Quienes profundicen en estas palabras, que exploran el contenido y el contexto de las mismas, no podrán evitar verse conmovidos por el poder de las ideas sacras que, hasta ese momento, no habían sido formuladas ni antes ni después. Para Nietzsche, ¿qué representaba Federico II de la dinastía de los Hohenstaufen? Lo cierto es que, desde entonces y desde aquel lugar, Nietzsche comenzó a observar con una mirada penetrante los contornos protoescénicos de la decadencia de Occidente.

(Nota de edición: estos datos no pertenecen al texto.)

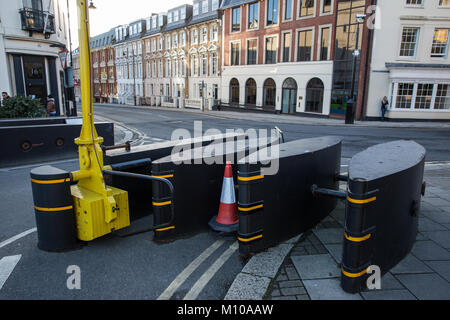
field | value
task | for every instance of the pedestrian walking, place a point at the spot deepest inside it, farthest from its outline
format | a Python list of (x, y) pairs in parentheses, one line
[(384, 105), (5, 97), (51, 107)]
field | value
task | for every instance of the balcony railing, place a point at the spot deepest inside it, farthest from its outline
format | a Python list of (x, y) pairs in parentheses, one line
[(34, 21)]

En 1919, tras la devastadora Primera Guerra Mundial, el poeta francés Paul Valéry escribió en Crisis del Espíritu: «Nosotros, las civilizaciones posteriores… también sabemos que somos mortales». Solo a través de una catástrofe de tal magnitud, y de un golpe de estado posterior, tomamos conciencia de nuestra fragilidad.

Cien años después, un murciélago de China —si es que el coronavirus proviene de los murciélagos— ha llevado al planeta a otra crisis. Si Valéry estuviera vivo, no se le permitiría salir de su casa en Francia.

La crisis del espíritu en 1919 estuvo precedida por el nihilismo y la decadencia que atormentaron a Europa antes de 1914. Como Valéry describió la escena intelectual antes de la guerra: «Veo… ¡nada! Nada… y, sin embargo, una nada infinitamente potencial».

¿Qué tiene en mente Armando de Armas cuando habla de renacimiento y del nuevo espíritu de la época? Este concepto constituye el núcleo esencial de Los Naipes en el Espejo. El pensamiento democrático contemporáneo encuentra una dificultad inherente para comprender esta idea.

La afirmación de que «la Política en Occidente podría haber arribado a un punto disyuntivo en que o regresa, espiritualmente hablando, desde la presente Postmodernidad hacia el Renacimiento o dejaría de ser Política; y, en consecuencia, Occidente dejaría de ser Occidente; al menos Occidente tal y como le hemos conocido por los dos últimos milenios», es tanto problemática como sugerente. Este planteamiento, que aborda la posibilidad del regreso a una época antigua, nos introduce en un nivel de abstracción que supera cualquier periodismo superficial, abriendo el camino a pensadores de gran agudeza. La palabra renacimiento se convierte en una invitación a un regreso a lo espiritual.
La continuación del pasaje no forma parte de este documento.